Robert Smith Surtees
At Armed Forces Day in 2012, I met Marcia of Stable Hands in Yreka . I was aware of similar equine programs but had balked because I believed I wasn't really that disabled. 10 fingers, 10 toes, 2 eyes, 2 ears and a nose. There was some other vet that needed it more than me. I was wrong. With some gently prodding, I jumped at the chance.
My time with Horses Helping Heroes has been a blessing. The ranch has become a sanctuary where I find peace. From day one the staff and volunteers have been there to help. They only ask we leave feeling better than when we arrive.
The anxiety of trying new things and meeting new people; especially 1000-pound things with minds of their own was a bit overwhelming. The volunteers and staff quickly dispelled my anxiety.
Then they told me I had to groom the horses and tack them, and no, I couldn't just be a passenger, I had to ride them.

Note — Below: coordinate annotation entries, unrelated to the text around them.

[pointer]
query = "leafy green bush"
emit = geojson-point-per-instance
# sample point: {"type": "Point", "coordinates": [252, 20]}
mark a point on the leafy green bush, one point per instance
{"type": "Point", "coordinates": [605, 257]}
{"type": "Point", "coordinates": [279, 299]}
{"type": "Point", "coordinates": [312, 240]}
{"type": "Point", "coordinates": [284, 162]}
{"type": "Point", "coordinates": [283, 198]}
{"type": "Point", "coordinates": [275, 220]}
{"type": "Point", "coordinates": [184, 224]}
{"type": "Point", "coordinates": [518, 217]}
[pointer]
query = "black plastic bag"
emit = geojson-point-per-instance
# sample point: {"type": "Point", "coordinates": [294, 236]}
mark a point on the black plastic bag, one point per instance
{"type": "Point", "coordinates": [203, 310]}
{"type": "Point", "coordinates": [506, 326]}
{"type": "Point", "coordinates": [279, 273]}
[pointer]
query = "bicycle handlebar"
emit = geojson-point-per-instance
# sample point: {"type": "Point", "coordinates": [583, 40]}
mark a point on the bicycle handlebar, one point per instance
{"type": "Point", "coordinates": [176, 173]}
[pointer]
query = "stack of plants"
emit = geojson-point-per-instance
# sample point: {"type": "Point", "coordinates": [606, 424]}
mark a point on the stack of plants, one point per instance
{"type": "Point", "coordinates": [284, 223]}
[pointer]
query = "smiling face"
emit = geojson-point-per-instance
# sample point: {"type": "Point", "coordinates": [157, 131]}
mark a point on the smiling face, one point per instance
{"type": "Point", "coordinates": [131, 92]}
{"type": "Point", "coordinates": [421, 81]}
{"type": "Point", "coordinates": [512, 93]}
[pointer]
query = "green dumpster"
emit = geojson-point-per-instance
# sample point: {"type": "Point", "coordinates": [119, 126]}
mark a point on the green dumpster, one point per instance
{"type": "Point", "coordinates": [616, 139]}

Like I said, they were there to help and encourage; but they weren't gonna do it for me. The volunteers are vets. Most served during war, some more recent than others, but most importantly as one put it " they are there because they care." It was very humbling to realize that people were giving up their time and going out of their way to provide me an opportunity. Instruction helped tacking become second nature. The staff helped break most of my bad Hollywood habits. And a magical thing happened. I started to regain my confidence. It doesn't matter what you tell a horse, if you lack confidence, the horse will do its own thing.
Even if you tell a horse something completely wrong with confidence it will try, just like a Marine. As my confidence grew I became a more proficient horseman, and I started getting excited. It doesn't matter how bad I feel on Wednesday morning all I have to do is get to the trailer and start grooming. My stress begins melting away before the saddle ever touches the horse's back.
The past year has been both challenging and rewarding. It has been both physically mentally exhausting, but worth every second. I was honored when I was asked to crossover and become a volunteer for Stable Hands. It gave me more time on the ranch and introduced me to a whole new group of people who care. It humbles me to help bring people joy.
Then one day I was watching one of the horses named Big Country, and it hit me. My horse has PTSD. Horses are prey animals, constantly on guard for that fence post that might get it. Us vets are constantly on guard for the same thing. Horses can never sleep peacefully because of the harm that COULD come. We had that same trait drilled into us.
Fall asleep on guard, and the enemy will slit your throat. Horses don't like loud noises, and neither do we. Running up behind a horse is a good way to get kicked. Running up behind a vet...you might find yourself on your back looking at the sky. But most damaging and frustrating, you feel you are never safe, like there is always something wanting to do you harm.
Both groups, vets and horses, have a constant power struggle. Always nipping and biting, fighting for their place in the herd. External threats and internal power struggles forbid showing any sign of weakness or pain.
Horses allow us to climb onto their backs. They choose to allow us to burden them with our weight, but they also dissolve our tension. A good polite horse will carry the most fragile of riders with the utmost care. And like the veterans they carry, they are proud to be of service.
I have always believed that veterans helping veterans was a big part of the answer, but I would not be here today without the horses.
"There is nothing better for the inside of a man than the outside of a horse"
"There is something about the outside of a horse that is good for the inside of a man"
My name is Joseph Sellman. I was a Sergeant in the United States Marine Corps. I am a ten-year survivor of the war in Iraq; and I am a proud participant in the Horses Helping Heroes Program. Thank you for your time and have a good day.